Wanita itu mendekati si kerdil.
“Hei, kau mengambil tumbal lagi, Sayang?”
“Hm. Dia melakukannya duluan.”
Wanita itu menghela nafas. Duduk di meja kerja si kerdil. “Kalau kau terus begini, lama-lama aku tidak akan menemukan anak buah lagi. Berhentilah. Kuasai emosimu itu. Dengar, Sayangku?”
“Ya, ya. Terserah kau saja.” Si kerdil membuang pisau lipat di tangannya. Tangan yang penuh darah dijulurkan ke arah wanita itu.
Mengambil tisu, dengan cekatan wanitanya mengelap tangan penuh darah itu hingga bersih.
“Gadis itu katanya ada di Riyadh.” Si kerdil bicara.
“Hm. Aku tau.”
“Kenapa dia terus lari? Padahal aku ingin mengampuninya?”
“Aku sudah kirimkan beberapa orang ke sana. Mereka sedang dalam perjalanan suatu tempat, dan kita akan mengacaukannya," katanya. Mengabaikan bicara si kerdil.
Mendengar penuturan wanitanya, si kerdil hendak mencekik lehernya, tetapi wanita itu dengan cepat menepisnya. “Jangan sekarang. Kulitku sedang perawatan. Kau tidak akan mau menggantikan pembayarannya jika kau merusak kulitku,” jelas wanita itu.
Dia sudah biasa dan hafal betul kelakuan si kerdil ini. Jika dia terlambat sedetik saja, habislah seluruh uang yang ia keluarkan untuk perawatan kulitnya.
Si kerdil memalingkan wajah tak berselera. Dia kehilangan mainannya.
Telepon di meja kerja si kerdil berdering. Wanita itu buru-buru mengangkat sebelum dering kedua berbunyi.
“Katakan.”
“Kami sudah ada di tempat. Kami melihat mobil mereka.”
“Ya sudah tabrak saja! Hal remeh begini saja kau masih melapor. Kabarkan padaku kalau kau berhasil membuat mereka mati saja!”
Telepon ditutup dengan kasar. Si kerdil tertawa. Memainkan pipi wanitanya yang lucu karena marah. “Kau lihat ‘kan, Sayang? Mereka itu memang Bodoh dan menyebalkan. Kau saja yang tetap lucu meski aku sudah pernah mematahkan lenganmu.”

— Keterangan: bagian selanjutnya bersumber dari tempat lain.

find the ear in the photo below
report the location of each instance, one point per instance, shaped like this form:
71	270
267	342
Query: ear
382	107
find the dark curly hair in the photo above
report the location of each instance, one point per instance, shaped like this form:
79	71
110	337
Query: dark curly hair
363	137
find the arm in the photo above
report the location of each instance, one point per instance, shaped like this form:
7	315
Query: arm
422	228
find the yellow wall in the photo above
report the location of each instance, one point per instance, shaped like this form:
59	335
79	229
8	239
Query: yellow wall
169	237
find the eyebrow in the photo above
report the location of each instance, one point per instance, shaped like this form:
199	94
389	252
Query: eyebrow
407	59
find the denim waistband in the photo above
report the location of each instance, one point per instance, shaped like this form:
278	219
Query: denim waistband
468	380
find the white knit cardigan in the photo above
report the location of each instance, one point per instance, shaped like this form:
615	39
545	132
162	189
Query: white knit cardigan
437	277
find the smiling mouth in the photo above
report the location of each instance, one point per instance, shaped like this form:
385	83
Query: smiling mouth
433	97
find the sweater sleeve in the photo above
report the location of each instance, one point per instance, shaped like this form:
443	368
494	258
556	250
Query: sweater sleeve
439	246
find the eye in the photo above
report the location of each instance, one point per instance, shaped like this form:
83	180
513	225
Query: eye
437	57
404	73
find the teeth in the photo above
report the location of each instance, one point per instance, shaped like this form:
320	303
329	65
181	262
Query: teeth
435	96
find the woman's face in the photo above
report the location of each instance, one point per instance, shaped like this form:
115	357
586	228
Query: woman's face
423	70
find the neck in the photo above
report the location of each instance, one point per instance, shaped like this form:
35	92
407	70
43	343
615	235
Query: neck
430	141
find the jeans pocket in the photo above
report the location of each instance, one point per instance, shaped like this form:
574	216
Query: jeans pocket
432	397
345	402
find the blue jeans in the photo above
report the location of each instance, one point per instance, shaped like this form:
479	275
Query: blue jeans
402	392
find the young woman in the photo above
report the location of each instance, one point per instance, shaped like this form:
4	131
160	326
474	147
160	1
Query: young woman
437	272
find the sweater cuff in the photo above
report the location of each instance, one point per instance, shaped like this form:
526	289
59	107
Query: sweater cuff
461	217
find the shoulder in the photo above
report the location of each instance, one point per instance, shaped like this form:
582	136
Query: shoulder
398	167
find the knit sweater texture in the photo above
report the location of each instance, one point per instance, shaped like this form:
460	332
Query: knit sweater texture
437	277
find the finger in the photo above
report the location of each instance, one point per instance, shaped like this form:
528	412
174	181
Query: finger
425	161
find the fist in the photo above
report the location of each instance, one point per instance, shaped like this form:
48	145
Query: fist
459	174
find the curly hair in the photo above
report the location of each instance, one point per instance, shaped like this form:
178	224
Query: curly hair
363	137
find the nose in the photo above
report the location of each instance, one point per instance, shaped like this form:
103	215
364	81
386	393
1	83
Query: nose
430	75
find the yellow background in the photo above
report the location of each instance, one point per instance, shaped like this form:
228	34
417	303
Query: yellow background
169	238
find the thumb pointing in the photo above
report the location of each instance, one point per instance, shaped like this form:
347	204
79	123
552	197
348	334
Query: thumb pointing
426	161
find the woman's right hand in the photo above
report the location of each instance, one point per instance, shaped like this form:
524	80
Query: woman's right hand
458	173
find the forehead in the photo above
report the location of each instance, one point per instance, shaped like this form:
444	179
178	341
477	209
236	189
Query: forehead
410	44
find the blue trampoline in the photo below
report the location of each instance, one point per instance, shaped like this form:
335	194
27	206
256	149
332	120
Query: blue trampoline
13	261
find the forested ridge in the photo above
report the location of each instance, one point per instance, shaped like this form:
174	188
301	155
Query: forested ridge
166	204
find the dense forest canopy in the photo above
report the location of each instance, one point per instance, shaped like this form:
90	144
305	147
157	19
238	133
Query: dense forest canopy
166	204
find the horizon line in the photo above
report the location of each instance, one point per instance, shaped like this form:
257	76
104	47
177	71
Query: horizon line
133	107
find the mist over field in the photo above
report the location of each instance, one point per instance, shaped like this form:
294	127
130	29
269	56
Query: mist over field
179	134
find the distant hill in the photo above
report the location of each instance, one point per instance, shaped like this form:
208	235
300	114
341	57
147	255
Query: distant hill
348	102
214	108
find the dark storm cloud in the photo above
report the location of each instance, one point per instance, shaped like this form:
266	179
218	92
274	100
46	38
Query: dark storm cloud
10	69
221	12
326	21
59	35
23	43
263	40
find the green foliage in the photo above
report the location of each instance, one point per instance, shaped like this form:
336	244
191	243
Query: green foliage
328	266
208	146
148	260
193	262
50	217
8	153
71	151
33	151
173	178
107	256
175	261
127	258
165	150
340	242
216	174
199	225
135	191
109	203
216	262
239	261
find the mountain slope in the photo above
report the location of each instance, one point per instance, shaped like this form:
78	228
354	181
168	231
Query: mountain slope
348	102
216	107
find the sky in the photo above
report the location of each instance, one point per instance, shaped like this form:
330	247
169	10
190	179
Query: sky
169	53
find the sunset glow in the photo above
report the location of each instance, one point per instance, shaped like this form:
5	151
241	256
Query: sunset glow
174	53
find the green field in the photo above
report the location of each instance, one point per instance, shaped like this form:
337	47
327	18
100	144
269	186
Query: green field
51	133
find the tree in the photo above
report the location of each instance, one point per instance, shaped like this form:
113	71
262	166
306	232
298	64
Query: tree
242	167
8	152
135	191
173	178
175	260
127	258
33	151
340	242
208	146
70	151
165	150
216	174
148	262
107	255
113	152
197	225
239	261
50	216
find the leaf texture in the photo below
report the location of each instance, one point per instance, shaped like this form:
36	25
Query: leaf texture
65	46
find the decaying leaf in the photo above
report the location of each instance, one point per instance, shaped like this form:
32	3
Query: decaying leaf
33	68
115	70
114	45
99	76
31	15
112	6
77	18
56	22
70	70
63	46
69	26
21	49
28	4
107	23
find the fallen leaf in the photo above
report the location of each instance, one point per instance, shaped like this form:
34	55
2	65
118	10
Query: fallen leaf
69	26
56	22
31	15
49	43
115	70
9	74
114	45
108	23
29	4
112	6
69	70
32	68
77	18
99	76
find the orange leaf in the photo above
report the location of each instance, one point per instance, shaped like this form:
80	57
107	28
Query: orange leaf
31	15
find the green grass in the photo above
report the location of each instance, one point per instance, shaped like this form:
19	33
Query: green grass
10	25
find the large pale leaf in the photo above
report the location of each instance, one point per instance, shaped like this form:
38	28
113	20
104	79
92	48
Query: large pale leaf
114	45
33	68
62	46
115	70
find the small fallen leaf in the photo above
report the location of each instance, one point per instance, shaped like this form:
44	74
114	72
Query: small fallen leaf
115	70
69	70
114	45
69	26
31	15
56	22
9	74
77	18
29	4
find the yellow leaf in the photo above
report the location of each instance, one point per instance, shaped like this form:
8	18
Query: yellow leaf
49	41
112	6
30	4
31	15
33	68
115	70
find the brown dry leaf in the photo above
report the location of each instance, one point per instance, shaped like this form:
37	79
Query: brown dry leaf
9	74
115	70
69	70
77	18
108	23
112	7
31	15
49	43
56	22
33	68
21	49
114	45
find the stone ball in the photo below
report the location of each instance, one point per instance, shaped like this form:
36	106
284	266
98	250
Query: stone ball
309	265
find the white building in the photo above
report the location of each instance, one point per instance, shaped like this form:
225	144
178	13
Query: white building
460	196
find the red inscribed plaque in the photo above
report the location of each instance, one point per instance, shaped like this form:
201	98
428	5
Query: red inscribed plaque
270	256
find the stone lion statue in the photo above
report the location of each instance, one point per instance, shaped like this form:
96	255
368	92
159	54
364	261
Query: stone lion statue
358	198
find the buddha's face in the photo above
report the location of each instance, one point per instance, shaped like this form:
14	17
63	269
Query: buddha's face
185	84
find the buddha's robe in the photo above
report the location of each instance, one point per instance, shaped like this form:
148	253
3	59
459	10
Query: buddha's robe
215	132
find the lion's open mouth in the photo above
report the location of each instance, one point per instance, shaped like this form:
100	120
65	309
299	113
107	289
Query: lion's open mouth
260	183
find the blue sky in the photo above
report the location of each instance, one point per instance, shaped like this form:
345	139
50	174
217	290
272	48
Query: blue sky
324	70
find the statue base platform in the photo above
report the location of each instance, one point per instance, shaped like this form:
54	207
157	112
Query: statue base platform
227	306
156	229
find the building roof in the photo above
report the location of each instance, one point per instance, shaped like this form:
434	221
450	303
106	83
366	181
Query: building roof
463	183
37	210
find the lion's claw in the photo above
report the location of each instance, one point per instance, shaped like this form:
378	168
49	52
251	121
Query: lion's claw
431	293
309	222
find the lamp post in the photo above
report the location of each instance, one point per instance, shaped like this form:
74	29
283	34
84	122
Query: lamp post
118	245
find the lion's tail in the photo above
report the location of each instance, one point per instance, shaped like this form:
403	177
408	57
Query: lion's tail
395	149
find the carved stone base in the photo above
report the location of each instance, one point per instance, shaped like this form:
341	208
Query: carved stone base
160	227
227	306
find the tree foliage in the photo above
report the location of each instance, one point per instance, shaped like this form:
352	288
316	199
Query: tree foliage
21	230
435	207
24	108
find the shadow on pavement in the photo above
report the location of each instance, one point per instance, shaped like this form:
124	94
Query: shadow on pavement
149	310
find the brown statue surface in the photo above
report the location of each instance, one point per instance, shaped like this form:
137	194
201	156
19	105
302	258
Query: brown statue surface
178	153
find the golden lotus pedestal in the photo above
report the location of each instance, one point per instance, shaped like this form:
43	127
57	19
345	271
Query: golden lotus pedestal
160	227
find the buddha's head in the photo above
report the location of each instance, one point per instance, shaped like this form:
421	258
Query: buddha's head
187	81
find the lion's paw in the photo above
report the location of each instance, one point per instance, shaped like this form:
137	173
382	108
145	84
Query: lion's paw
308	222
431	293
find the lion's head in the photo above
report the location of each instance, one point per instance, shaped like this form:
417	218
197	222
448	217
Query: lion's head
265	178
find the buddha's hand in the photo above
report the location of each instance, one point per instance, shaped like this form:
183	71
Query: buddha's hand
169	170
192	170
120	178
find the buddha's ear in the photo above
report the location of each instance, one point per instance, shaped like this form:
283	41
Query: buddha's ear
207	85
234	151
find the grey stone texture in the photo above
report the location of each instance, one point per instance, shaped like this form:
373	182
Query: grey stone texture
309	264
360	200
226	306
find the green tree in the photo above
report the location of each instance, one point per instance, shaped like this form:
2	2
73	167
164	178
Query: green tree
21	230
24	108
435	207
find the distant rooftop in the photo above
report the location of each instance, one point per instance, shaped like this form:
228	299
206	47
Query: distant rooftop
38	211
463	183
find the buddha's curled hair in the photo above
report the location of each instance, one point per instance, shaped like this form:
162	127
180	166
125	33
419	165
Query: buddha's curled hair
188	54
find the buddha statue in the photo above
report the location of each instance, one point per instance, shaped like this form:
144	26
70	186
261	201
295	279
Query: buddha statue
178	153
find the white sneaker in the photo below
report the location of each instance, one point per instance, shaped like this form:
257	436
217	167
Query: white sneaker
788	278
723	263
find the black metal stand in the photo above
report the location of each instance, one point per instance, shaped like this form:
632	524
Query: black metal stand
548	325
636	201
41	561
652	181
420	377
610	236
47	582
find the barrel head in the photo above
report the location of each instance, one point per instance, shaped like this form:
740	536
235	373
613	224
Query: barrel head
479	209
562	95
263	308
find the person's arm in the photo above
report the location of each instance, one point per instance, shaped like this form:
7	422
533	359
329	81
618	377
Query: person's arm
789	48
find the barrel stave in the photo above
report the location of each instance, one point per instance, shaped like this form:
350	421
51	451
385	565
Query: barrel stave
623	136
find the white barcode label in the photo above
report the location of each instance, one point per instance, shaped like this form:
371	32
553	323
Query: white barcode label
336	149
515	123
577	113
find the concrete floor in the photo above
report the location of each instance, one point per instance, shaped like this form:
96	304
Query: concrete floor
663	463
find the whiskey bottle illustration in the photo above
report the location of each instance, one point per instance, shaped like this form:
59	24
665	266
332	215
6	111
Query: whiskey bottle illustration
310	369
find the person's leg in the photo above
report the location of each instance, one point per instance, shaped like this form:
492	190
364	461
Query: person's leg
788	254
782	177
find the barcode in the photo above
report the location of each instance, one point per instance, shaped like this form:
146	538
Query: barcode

Wanita itu mendecih. Si kerdil makin keras tawanya. Dia mendekat. Mencium pipi wanitanya sekilas. “Kau sangat cantik jika marah. Teruslah marah. Agar aku mempunyai alasan untuk merusak wajah cantikmu itu.”
“Terserah kau saja.” Wanita itu melenggang pergi. Kakinya melewati kepala manusia malang itu. Kesal, dia menginjak wajahnya, lalu ditendangnya ke dinding layaknya bola.
Si kerdil makin terbahak. Dia sangat menyukai pemandangan manis itu.
Telepon di meja tiba-tiba berdering lagi. Kabar bagus datang.
“Kami berhasil menabrak mobilnya, Bos!”